Anonymous Coward | about a year and a half ago | (#41121849)

With apologies to Margaret Atwood...

"There is more than one kind of freedom, said Aunt Lydia. Freedom to and freedom from. In the days of anarchy, it was freedom to. Now you are being given freedom from."

Re:Not so fast (1)

tmosley (996283) | about a year and a half ago | (#41122245)

If you are being given freedom, then you are by definition not free. Further, anything that is given can be taken away. Think about that next time you are being groped by the TSA. Especially if it is not in an airport.

Re:Not so fast (1)

Skapare (16644) | about a year and a half ago | (#41122265)

Someone always has freedom from and someone else has freedom to. Change the party in power and those roles are reversed.

Re:Not so fast (5, Insightful)

DiamondGeezer (872237) | about a year and a half ago | (#41121851)

Seems legit to me. After all it wasn't the Republicans who missed the 9/11 threat, passed the Patriot Act, created the Dept of Homeland Security, created an enormous deficit, greatly increased the size of Government and sleepwalked the economy into the greatest clusterfuck since the 1930s...that was obviously the Democrats.

Not.

Re:Not so fast (4, Informative)

inthealpine (1337881) | about a year and a half ago | (#41121957)

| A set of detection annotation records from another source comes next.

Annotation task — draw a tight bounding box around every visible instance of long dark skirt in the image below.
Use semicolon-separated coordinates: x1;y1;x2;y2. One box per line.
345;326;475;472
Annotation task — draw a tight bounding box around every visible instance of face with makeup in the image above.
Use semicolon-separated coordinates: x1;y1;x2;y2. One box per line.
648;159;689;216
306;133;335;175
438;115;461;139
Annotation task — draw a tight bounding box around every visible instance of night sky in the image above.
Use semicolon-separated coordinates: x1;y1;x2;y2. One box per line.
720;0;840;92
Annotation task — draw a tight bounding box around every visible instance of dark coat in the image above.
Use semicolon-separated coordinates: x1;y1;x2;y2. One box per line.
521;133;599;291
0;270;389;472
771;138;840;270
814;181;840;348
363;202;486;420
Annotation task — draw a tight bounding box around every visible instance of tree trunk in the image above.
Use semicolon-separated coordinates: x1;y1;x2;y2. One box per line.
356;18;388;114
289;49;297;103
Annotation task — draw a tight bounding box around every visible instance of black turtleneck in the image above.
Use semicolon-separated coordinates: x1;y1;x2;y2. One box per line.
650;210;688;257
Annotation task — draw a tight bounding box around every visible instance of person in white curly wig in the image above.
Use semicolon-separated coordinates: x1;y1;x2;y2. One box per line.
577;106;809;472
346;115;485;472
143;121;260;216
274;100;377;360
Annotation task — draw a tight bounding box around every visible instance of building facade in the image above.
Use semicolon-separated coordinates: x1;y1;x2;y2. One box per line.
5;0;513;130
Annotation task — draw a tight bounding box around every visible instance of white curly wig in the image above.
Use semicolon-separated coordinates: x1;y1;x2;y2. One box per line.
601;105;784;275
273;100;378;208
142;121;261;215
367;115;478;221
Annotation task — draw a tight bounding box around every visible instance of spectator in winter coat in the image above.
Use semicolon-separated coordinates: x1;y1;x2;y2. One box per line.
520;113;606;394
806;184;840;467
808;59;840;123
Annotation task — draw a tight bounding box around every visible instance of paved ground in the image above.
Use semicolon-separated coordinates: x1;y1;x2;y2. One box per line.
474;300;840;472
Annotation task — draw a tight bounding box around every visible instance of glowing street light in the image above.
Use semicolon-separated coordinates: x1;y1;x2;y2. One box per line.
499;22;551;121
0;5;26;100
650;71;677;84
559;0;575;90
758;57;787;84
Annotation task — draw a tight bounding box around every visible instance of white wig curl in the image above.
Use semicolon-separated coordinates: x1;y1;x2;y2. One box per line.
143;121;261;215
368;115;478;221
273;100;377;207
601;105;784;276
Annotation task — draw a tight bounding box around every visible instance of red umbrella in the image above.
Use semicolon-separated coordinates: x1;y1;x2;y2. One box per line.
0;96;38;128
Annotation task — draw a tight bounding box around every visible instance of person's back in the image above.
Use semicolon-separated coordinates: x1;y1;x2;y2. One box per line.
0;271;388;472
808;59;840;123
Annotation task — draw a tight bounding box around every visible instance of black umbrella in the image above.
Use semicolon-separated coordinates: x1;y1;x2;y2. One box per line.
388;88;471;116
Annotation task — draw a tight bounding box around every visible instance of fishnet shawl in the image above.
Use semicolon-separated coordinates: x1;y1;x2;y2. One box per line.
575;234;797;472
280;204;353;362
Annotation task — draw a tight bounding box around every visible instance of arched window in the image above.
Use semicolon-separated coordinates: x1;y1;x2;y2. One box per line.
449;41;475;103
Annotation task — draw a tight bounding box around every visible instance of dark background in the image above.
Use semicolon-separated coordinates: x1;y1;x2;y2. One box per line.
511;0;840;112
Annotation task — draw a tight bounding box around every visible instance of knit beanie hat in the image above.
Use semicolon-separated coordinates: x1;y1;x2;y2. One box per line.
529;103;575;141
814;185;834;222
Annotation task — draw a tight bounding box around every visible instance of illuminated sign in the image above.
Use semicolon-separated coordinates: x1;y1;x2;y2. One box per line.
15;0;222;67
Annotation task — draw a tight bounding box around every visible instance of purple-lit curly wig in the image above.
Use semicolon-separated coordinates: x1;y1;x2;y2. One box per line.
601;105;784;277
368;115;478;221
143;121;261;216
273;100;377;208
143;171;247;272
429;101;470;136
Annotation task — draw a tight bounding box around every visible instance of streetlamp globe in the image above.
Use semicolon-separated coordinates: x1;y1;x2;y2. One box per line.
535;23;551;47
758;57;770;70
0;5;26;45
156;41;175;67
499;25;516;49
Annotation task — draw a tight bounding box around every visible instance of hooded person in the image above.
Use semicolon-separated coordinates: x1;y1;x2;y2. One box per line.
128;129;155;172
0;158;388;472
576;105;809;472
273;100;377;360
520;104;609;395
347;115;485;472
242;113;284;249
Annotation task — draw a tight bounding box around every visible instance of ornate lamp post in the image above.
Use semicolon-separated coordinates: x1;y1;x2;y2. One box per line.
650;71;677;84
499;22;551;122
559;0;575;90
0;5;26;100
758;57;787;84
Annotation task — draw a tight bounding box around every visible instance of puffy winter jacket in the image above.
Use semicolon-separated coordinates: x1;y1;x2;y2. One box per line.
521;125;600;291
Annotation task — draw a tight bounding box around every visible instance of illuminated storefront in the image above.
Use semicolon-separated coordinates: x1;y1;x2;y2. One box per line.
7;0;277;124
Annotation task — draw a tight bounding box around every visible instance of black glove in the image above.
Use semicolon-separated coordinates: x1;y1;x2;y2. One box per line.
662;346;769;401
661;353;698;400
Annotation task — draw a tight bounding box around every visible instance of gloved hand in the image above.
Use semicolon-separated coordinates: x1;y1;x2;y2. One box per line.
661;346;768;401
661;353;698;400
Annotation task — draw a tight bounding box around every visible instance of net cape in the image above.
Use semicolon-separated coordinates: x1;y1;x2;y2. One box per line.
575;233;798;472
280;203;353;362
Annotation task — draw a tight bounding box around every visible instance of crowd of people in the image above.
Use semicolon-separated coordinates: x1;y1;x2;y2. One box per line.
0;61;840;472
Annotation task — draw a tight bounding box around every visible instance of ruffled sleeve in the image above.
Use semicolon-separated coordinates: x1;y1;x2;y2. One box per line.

Bill Clinton passed on Bin Laden after the first trade center attacks.(after 4 years you wont blame Obama, but less than a year for Bush and blame blame blame).
Obama re-signed the Patriot Act and the NDAA.
Obama has deficit spent at twice the rate of GWB.
The 2008 economic decline was from......the housing bust. Government mandating home loans be provided to people who couldn't pay them back.


There is a lot of blame for both parties, but only one place where both those parties cause most of the trouble. =====>DC

Re:Not so fast (3, Interesting)

ubrgeek (679399) | about a year and a half ago | (#41122049)

All of those may be true but not the first. Look through he 9/11 report and intelligence folks who were in the business when it happened. His senior _military_ advisors said (a) they couldn't confirm there were no civilians, but more so (b) they didn't think he would still be there when the missiles reached the target. Everyone blames him for "not taking the shot." The people who he relies on to advise him on when to pull the trigger said not to. (And btw, let's not forget it was a Dem who ultimately did get him.)

Re:Not so fast (5, Informative)

DiamondGeezer (872237) | about a year and a half ago | (#41122079)

"Bill Clinton passed on Bin Laden after the first trade center attacks."

No he didn't. In 1996 Clinton authorized the use of a Cruise missile aimed at Bin Laden's satellite phone signal. Clinton was then lambasted for wasting money by the Republican Congress, especially Trent Lott (remember him?). And it was GWB just a year after 9/11 who said that he didn't know where bin Laden was and wasn't interested. It was Obama who finished the job.

"Obama re-signed the Patriot Act and the NDAA" - that doesn't absolve the Republicans any.

"Obama has deficit spent at twice the rate of GWB" - that doesn't absolve the Republicans any either.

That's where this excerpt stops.